Doing your hair up right includes:

  • Grandma was right when she told Grandpa to go soak his head. Get things good and wet before applying shampoo. And be sure to rinse well after to avoid buildup.
  • Those long locks can get in the way, but try not to pile them on top of your head after lathering. Knots and tangles happen more easily with the “hay piled onto the hilltop” approach.
  • Be gentle, and use only your fingertips to massage your scalp. This is also true of many other activities in life.
  • Only lather, rinse and repeat if your hair is filthy. Otherwise, shampoo twice a week (more often if co-workers or roommates begin emailing you from across the room).
  • Those with thick, curly or dry hair should shampoo with just conditioner; many shampoos contain sulfates that draw moisture out of the hair.

Plenty to argue about there, depending on whatever advice others are handing out. Like, say, the folks at Buzzfeed, who offer up these nuggets:

  • Avoid rinsing your hair in hard water. If that’s not practical, use a chelating shampoo once a week. And think about installing a filter on your shower head.
  • Bleached hair needs regular use of a clarifying shampoo.
  • Certain silicone agents in shampoos can eventually dry out your hair, even though they feel nice and slippery when initially applied.
  • Prone to the frizzies? Dry your mane with a t-shirt instead of a friction-creating towel. Just don’t use your man’s favorite t-shirt.
  • Unless you slip into it right after. In which case, add at least 30 minutes to projected self-prep time.
  • Dry shampoo goes in the night before, to take advantage of bedtime tosses and turns. Even more effective when combined with wet t-shirt activities, above.

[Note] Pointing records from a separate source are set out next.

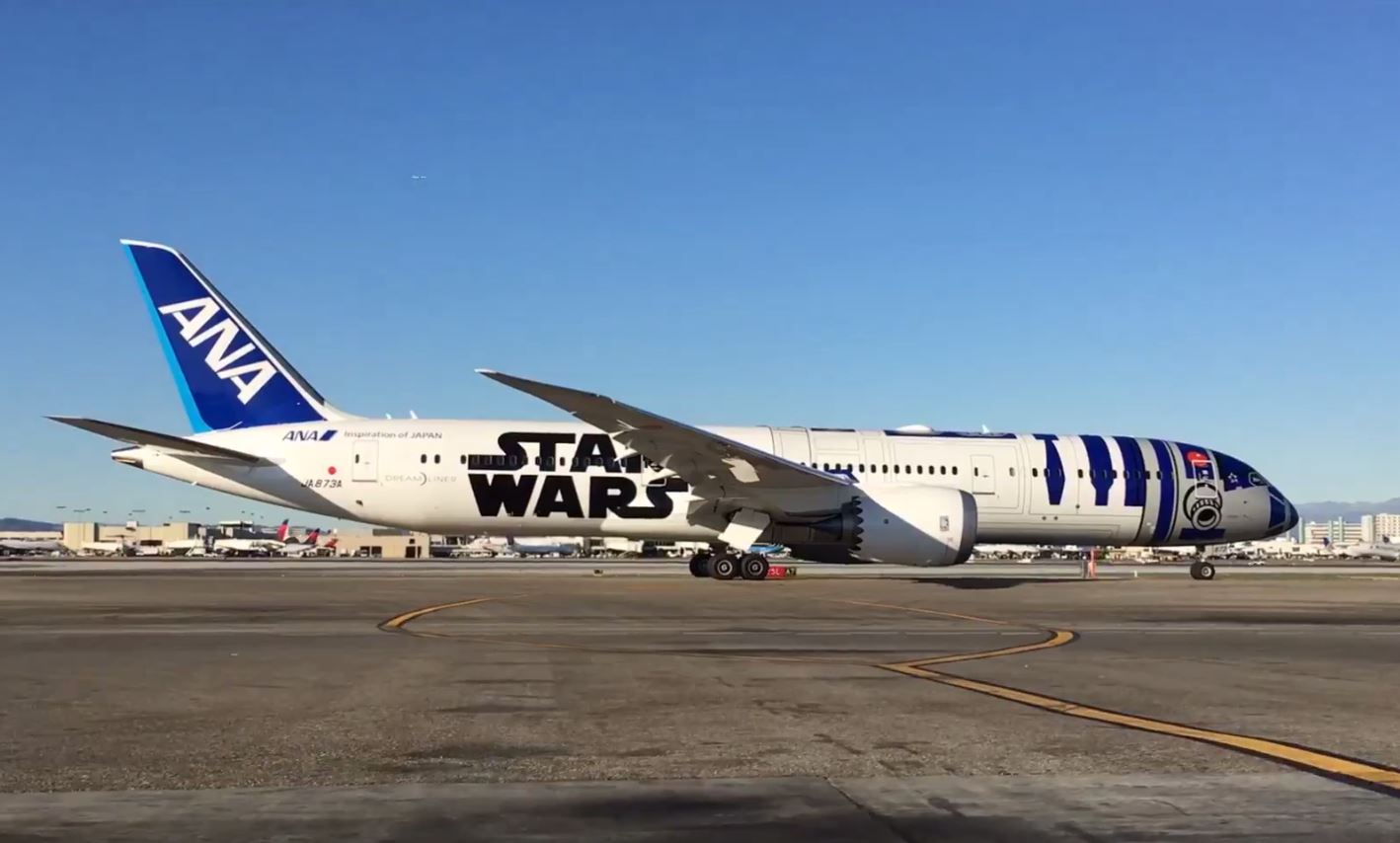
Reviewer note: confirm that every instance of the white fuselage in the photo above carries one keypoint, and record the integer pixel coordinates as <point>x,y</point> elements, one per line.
<point>565,478</point>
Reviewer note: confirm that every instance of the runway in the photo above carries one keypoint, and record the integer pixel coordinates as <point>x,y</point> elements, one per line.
<point>405,702</point>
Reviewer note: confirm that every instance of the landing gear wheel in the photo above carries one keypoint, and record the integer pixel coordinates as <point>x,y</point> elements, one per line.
<point>753,566</point>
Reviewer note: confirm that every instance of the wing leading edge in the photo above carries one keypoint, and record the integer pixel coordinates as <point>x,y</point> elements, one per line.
<point>699,457</point>
<point>161,441</point>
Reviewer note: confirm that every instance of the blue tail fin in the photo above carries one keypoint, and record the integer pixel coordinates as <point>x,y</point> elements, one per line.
<point>227,374</point>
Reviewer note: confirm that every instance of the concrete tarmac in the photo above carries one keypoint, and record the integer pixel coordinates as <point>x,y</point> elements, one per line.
<point>372,705</point>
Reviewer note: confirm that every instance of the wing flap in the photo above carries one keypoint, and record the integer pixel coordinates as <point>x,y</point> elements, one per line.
<point>163,441</point>
<point>697,455</point>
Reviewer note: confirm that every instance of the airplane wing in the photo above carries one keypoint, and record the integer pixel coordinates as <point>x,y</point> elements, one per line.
<point>699,457</point>
<point>161,441</point>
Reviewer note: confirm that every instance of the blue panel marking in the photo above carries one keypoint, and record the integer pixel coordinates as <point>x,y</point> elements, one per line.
<point>1132,471</point>
<point>1166,505</point>
<point>1277,511</point>
<point>1196,469</point>
<point>194,421</point>
<point>1235,474</point>
<point>1054,469</point>
<point>951,434</point>
<point>1101,468</point>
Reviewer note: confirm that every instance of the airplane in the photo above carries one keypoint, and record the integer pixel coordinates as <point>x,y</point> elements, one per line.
<point>908,496</point>
<point>310,548</point>
<point>30,546</point>
<point>545,545</point>
<point>1382,549</point>
<point>117,548</point>
<point>488,546</point>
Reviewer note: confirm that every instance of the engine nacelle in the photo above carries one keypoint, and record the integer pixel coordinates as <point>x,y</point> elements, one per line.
<point>894,524</point>
<point>914,525</point>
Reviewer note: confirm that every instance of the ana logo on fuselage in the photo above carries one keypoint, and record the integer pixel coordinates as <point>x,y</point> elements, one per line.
<point>250,375</point>
<point>307,435</point>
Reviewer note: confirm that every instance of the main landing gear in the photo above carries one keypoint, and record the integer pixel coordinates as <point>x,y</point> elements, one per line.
<point>1202,569</point>
<point>727,566</point>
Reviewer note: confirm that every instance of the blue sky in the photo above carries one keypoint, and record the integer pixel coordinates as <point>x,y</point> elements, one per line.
<point>1173,220</point>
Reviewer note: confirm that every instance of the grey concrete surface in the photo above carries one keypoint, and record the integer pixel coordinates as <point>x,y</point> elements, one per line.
<point>191,681</point>
<point>1269,806</point>
<point>675,568</point>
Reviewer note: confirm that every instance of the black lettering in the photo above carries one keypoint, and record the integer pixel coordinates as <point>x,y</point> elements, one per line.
<point>558,495</point>
<point>616,496</point>
<point>512,455</point>
<point>493,492</point>
<point>595,445</point>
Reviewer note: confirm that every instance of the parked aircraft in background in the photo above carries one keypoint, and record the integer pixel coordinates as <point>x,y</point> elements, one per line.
<point>901,495</point>
<point>1382,549</point>
<point>30,546</point>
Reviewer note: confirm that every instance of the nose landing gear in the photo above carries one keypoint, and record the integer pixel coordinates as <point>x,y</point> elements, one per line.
<point>1202,569</point>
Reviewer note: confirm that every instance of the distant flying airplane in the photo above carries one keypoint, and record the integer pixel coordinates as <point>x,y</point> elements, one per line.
<point>908,496</point>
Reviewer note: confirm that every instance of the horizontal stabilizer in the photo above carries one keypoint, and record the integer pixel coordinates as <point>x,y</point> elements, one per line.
<point>161,441</point>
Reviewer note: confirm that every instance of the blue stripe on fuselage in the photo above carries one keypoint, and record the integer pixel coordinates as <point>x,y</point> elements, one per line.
<point>1166,505</point>
<point>1132,471</point>
<point>1101,468</point>
<point>1054,469</point>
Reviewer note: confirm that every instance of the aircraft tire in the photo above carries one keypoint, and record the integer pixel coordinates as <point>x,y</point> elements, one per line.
<point>724,568</point>
<point>753,566</point>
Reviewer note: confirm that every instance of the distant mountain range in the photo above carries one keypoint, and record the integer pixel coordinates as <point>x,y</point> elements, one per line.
<point>1330,510</point>
<point>26,525</point>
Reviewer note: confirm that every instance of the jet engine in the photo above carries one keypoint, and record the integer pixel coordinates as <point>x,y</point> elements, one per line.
<point>894,524</point>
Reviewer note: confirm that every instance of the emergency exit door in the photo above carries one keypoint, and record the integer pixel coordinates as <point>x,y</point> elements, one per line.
<point>365,461</point>
<point>983,474</point>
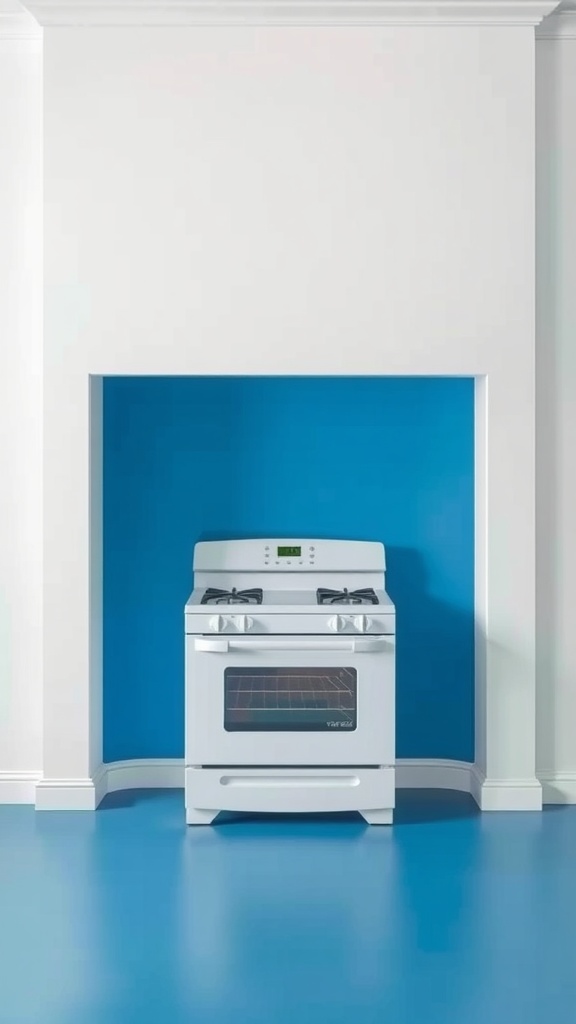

  • Purple-hued shampoo will counteract the natural yellowing effects of gray hair. And rinse that silver fox with lemon at least once a month.

Information you can use

The trick to turning those tips, and others, into something that will stay with consumers is a matter of taking a creative approach.

No one likes a lecture. Just about anyone can respond to images that conjure fun, excitement and a bit of raciness. You seriously didn’t call anything to mind while checking out the tips about t-shirts? With a little risk-taking and a beefier budget, marketers might even create video t-shirt suggestions as a way of starting a conversation. The right kind of conversation, of course, as best befits the brand/salon in question.

Other tips and techniques might spark occasion for discussion, even argument. Not too much. Just enough to keep those conversations – and is there a salon anywhere without conversation? — coming back to where they belong.

And you’ve known all along where that is, right?